In some cases they allow for one of the 10 slot's 16 lanes to be used instead for 4 NVMe drives. So it is either 9 GPU slots and 4 NVMe, or it is 10 GPU slots and no NVMe.
I was told there is a way to set the Infinity Fabric to allow both 10 GPUs and 4 NVMe. The only way I can imagine is if it is possible to configure the fabric to drop down to 32 lanes for CPU <-> CPU communication, and internally divert those lanes on a separate set of traces to 4 x4 NVMe. If the same traces are used for PCIe or NUMA and for NVMe, it potentially creates signal integrity problems unless there is external switchable bus isolation. The latter looks unlikely.

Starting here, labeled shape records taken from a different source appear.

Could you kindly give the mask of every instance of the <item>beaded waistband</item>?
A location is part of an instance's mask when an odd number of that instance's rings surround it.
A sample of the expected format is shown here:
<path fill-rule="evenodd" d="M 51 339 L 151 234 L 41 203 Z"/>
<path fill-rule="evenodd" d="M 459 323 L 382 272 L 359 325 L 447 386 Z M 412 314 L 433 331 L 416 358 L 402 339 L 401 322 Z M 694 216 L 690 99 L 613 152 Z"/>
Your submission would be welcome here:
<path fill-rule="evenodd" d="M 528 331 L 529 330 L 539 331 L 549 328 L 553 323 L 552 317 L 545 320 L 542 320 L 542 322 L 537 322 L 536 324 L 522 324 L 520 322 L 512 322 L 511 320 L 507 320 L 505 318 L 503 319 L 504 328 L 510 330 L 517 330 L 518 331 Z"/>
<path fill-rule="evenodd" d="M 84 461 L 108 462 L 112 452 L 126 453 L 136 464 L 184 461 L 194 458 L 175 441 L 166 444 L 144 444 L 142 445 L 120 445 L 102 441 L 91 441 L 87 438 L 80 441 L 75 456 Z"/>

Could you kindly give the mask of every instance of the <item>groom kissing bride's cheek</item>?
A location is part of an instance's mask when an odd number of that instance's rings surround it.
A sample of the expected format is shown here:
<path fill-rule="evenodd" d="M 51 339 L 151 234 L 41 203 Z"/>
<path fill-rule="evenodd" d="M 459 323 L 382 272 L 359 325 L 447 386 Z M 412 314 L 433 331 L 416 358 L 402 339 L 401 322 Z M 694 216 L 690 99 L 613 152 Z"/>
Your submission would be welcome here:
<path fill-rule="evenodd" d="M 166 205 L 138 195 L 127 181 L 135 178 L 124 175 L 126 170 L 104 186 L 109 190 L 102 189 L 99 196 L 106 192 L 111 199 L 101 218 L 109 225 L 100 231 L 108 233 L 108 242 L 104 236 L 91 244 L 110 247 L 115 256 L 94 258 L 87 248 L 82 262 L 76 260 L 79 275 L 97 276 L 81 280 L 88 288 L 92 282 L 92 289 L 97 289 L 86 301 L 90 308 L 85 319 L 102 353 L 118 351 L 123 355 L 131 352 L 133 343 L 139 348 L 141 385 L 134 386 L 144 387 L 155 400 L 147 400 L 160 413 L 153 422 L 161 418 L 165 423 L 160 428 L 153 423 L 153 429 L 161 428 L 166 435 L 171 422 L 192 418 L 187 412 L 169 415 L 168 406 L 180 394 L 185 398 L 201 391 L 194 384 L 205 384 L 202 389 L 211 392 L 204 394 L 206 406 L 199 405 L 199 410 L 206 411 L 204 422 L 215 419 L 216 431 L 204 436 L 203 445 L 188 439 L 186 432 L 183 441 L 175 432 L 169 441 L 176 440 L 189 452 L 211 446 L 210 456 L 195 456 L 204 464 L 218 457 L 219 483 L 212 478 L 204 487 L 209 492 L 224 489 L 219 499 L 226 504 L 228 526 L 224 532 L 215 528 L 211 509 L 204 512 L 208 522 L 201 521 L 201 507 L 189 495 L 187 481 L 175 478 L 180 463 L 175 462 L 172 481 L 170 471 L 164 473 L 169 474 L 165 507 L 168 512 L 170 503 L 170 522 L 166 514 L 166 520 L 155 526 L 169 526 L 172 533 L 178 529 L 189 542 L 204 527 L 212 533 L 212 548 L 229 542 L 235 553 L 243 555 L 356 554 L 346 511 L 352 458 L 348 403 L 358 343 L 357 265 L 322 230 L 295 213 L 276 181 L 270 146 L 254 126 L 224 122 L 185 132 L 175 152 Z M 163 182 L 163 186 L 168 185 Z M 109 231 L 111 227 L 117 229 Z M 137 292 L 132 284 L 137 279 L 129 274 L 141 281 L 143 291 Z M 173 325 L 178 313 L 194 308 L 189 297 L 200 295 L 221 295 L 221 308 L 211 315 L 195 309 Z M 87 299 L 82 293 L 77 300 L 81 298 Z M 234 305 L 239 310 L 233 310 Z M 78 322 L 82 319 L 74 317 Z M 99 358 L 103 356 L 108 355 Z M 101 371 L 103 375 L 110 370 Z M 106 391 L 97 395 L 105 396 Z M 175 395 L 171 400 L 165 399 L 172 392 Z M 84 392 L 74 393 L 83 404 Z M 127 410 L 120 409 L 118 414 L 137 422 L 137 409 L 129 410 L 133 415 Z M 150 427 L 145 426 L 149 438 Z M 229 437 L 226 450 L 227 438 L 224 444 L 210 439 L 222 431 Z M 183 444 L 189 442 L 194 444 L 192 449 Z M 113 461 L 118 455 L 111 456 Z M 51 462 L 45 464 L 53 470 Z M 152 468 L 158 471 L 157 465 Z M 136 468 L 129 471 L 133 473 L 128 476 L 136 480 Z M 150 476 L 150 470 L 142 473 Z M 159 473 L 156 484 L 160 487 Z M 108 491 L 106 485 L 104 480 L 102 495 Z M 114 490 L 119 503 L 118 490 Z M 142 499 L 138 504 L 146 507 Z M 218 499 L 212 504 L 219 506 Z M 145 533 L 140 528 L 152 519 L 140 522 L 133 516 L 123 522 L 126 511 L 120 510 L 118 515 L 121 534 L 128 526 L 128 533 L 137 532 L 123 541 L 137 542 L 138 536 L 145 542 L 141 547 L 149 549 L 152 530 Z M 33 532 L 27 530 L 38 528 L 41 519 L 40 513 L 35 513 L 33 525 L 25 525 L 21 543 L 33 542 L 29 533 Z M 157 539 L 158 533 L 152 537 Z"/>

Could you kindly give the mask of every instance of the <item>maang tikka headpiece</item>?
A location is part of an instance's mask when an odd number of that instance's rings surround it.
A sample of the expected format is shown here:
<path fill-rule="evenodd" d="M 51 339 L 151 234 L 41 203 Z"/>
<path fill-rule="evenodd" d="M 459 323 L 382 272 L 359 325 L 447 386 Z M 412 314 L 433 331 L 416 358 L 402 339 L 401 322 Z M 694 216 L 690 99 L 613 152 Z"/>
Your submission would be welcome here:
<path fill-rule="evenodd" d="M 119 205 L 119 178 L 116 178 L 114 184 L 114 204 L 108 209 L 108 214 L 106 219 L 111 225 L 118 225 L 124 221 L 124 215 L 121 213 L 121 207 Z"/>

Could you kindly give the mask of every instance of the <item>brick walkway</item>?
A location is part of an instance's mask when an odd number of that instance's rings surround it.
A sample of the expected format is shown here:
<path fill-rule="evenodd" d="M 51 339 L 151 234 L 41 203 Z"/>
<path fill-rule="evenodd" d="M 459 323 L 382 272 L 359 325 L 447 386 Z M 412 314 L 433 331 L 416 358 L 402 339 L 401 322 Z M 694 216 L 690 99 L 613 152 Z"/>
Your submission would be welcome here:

Does anyone here or at AMD, if listening, have specific guidance on this issue? I wanna buy some servers, but I am having trouble getting a definitive answer on this. There are no servers with an extra slot for a SSD controller to provide the 4 NVMe along with 10 GPUs. The CPU fabric should be doing this controller job. Most all VAR motherboards do NOT do this. The VAR's marketing literature does not mention this 10+4 as a possibility, only 10+0 or 9+4. Only one does claim it can be done.
Should I buy from them or run for an exit?